When I start off in the direction of an empty booth, his hand rests heavily against the small of my back. The first step I take, his hand leaves my back, caressing my ass before giving me a little tap. I yelp before spinning around and glaring at him.
He holds his hands up. “Sorry, sweet cheeks. I just couldn’t resist.”
“It would be best if you remember to keep your hands to yourself, Nikolas,” I snap.
He smirks and gives me a wink before grabbing my hand and taking off in the direction we were headed. I try unsuccessfully to pull my hand
from his, but he keeps his firm hold on mine.
What a nightmare.
* * *
So far, I’ve been in date hell for about two hours, and within those two hours, I’ve actually talked to my date for about thirty minutes. The second we sat down, ordered some finger food—since that was the only thing offered—and some drinks—nonalcoholic for me and shot after shot for him—he disappeared.

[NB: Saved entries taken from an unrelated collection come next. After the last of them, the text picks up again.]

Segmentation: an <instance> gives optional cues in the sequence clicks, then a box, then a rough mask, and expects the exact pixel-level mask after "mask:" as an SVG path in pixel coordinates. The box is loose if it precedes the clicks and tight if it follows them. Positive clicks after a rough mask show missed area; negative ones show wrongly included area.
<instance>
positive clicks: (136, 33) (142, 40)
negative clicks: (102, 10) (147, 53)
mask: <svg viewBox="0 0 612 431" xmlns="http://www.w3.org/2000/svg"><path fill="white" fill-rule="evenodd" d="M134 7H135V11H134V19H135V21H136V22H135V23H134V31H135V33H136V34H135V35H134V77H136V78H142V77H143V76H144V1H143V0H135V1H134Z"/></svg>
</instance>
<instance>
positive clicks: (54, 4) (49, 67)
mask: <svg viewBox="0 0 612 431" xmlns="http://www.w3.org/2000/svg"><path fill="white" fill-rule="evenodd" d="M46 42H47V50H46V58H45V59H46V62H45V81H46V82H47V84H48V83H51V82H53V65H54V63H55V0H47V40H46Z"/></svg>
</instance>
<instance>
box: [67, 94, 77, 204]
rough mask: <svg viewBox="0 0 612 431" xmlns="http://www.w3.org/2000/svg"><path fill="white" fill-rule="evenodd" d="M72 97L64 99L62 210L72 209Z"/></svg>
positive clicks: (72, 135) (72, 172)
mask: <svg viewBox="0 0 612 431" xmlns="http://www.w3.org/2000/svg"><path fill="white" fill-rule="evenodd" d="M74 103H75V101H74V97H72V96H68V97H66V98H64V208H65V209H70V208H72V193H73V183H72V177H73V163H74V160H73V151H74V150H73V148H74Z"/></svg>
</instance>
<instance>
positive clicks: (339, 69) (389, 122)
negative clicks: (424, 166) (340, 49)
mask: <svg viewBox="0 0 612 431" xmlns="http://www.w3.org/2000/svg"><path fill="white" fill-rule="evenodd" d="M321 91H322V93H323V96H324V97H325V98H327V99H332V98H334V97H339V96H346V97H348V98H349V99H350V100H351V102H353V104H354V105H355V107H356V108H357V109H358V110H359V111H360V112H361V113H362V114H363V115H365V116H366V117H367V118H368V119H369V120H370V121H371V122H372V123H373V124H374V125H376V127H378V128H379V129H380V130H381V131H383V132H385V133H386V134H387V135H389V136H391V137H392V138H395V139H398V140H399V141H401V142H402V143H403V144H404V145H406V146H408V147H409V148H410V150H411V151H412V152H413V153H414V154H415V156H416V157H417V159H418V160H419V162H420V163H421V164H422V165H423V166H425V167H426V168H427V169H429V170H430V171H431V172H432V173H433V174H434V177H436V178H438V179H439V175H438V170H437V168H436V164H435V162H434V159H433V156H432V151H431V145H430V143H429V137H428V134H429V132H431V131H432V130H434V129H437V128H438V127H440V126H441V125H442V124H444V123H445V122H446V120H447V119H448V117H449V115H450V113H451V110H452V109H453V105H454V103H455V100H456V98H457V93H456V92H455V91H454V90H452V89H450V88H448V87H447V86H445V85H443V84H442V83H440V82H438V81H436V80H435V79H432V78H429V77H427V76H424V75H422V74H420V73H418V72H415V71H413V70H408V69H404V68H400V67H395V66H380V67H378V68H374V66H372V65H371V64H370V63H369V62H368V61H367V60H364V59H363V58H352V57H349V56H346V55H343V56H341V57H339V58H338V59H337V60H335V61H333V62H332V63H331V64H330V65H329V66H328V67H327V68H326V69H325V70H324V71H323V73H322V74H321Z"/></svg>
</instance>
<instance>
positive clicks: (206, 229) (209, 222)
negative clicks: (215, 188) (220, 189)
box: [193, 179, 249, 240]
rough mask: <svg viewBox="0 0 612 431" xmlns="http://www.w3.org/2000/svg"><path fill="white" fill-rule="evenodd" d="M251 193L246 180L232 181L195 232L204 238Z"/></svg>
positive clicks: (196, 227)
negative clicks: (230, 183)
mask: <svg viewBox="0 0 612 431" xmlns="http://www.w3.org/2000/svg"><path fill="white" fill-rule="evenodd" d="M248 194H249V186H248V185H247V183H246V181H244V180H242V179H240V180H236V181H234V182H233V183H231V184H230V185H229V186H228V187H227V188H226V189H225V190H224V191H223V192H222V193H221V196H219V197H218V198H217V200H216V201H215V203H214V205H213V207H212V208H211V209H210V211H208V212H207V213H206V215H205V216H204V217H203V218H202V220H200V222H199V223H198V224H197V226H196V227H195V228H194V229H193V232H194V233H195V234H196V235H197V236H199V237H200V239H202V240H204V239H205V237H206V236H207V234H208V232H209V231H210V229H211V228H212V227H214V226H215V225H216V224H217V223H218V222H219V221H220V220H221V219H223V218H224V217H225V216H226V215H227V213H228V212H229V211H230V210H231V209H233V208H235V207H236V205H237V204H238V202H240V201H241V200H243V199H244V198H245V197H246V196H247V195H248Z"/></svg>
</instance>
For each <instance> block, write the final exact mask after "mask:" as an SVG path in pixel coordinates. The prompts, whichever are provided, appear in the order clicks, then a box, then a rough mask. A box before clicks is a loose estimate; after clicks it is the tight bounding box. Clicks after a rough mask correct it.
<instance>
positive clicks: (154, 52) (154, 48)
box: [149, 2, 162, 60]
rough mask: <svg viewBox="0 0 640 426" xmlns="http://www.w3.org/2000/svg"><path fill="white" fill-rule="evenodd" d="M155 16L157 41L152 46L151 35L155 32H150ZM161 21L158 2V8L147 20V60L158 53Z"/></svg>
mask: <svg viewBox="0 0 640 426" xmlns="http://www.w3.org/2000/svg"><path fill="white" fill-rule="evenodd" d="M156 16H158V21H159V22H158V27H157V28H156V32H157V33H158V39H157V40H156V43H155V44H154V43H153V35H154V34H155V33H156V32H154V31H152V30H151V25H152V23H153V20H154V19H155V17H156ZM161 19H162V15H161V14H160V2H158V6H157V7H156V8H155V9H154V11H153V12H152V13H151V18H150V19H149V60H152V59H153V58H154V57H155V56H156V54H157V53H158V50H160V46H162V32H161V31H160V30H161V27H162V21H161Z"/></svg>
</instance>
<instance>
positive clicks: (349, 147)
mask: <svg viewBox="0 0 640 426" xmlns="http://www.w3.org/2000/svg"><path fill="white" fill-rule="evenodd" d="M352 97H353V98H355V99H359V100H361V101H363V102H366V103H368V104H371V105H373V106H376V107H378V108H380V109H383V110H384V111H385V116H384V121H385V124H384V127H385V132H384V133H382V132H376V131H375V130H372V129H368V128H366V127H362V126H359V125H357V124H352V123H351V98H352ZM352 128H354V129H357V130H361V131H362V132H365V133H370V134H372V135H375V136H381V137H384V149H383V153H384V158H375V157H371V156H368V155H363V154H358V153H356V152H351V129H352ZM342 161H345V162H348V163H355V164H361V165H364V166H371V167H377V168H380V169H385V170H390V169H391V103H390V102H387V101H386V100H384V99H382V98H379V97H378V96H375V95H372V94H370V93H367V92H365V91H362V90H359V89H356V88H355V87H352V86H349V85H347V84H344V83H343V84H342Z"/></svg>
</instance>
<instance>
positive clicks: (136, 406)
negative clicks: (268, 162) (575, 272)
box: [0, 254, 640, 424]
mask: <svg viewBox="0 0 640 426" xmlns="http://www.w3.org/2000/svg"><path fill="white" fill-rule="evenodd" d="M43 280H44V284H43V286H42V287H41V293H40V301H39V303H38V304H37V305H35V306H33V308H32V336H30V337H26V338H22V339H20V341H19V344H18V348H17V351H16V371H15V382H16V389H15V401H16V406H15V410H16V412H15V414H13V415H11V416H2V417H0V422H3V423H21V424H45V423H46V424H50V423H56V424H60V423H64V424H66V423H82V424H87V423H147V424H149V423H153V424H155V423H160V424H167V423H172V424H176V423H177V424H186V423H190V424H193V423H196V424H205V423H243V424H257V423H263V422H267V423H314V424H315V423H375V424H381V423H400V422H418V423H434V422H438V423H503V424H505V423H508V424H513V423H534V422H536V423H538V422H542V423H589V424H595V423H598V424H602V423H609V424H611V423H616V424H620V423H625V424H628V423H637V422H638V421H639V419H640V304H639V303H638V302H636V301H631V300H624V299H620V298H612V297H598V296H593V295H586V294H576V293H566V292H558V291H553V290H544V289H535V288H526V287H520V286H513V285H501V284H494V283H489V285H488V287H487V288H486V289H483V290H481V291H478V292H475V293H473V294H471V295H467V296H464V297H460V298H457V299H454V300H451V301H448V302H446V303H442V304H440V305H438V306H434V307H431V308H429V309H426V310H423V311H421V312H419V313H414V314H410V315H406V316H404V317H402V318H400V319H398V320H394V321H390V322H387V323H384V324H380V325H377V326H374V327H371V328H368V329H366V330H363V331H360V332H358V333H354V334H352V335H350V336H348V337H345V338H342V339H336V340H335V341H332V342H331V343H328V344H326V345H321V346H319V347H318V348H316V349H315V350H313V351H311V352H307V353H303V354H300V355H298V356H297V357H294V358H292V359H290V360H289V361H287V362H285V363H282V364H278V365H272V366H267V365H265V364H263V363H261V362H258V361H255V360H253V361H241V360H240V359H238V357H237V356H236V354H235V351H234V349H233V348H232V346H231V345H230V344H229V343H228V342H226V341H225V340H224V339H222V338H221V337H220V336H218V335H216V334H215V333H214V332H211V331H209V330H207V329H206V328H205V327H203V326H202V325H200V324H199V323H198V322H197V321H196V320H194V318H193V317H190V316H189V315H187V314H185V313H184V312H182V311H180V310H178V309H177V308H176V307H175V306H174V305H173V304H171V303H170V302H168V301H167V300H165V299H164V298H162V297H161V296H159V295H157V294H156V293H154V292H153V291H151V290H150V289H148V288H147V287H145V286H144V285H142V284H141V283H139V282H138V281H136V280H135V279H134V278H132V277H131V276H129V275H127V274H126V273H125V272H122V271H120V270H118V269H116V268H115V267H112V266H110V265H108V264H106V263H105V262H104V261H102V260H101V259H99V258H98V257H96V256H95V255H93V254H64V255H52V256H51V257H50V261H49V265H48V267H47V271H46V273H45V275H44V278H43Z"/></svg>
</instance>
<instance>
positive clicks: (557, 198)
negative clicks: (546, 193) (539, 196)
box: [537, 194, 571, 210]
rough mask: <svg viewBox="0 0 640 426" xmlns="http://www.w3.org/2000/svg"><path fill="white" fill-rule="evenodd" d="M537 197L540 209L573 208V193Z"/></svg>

I would have left, but the greasy food was so good that I couldn’t stop eating.
And then I ordered some more, along with another water with lemon, and by the time I realized that I had been people-watching and living in my own head, another hour had passed. It isn’t abnormal for me to space out when I’m in the middle of a crowded place. For as long as I can remember, I’ve wanted to be a writer. It doesn’t matter where I am. I sit and story after story just filter through my head. Clearly I have been living in my own personal bubble, because while I was writing a new story in my head, my date vanished.
Well, isn’t this lovely.
I flag down one of the scantily clad waitresses and pay the bill—the whole bill—before grabbing my purse and heading off to the bathroom before I leave.
The hallway leading to the bathroom is oddly quiet. The lighting is just as bad as the rest of this place, dark and smoky. Once I make it up to the door marked Chicks, I give it a good shove before realizing that it’s locked. I would leave, but since I was sitting there living in my head, I downed seven waters, and right now, baby bean is making it very clear that space is limited and my bladder looks like a nice pillow.
Knocking on the door, I yell, “Excuse me? Is anyone in there?”
“Yeah, bitch. Hold the hell on!” comes the muffled reply followed by a crash and some giggles that quickly turn into one of the longest moans.
While I’m sitting here about to pee on myself, cobwebs having collected around my neglected pussy, some chick is getting her rocks off. Life is not fair. I laugh at the thought of my lacking sex life. It’s not for lack of want—Lord knows the pregnancy hormones have me turning into some sex-craving whore—but there is only one man my body craves, and regardless of what I tell myself, that will never happen.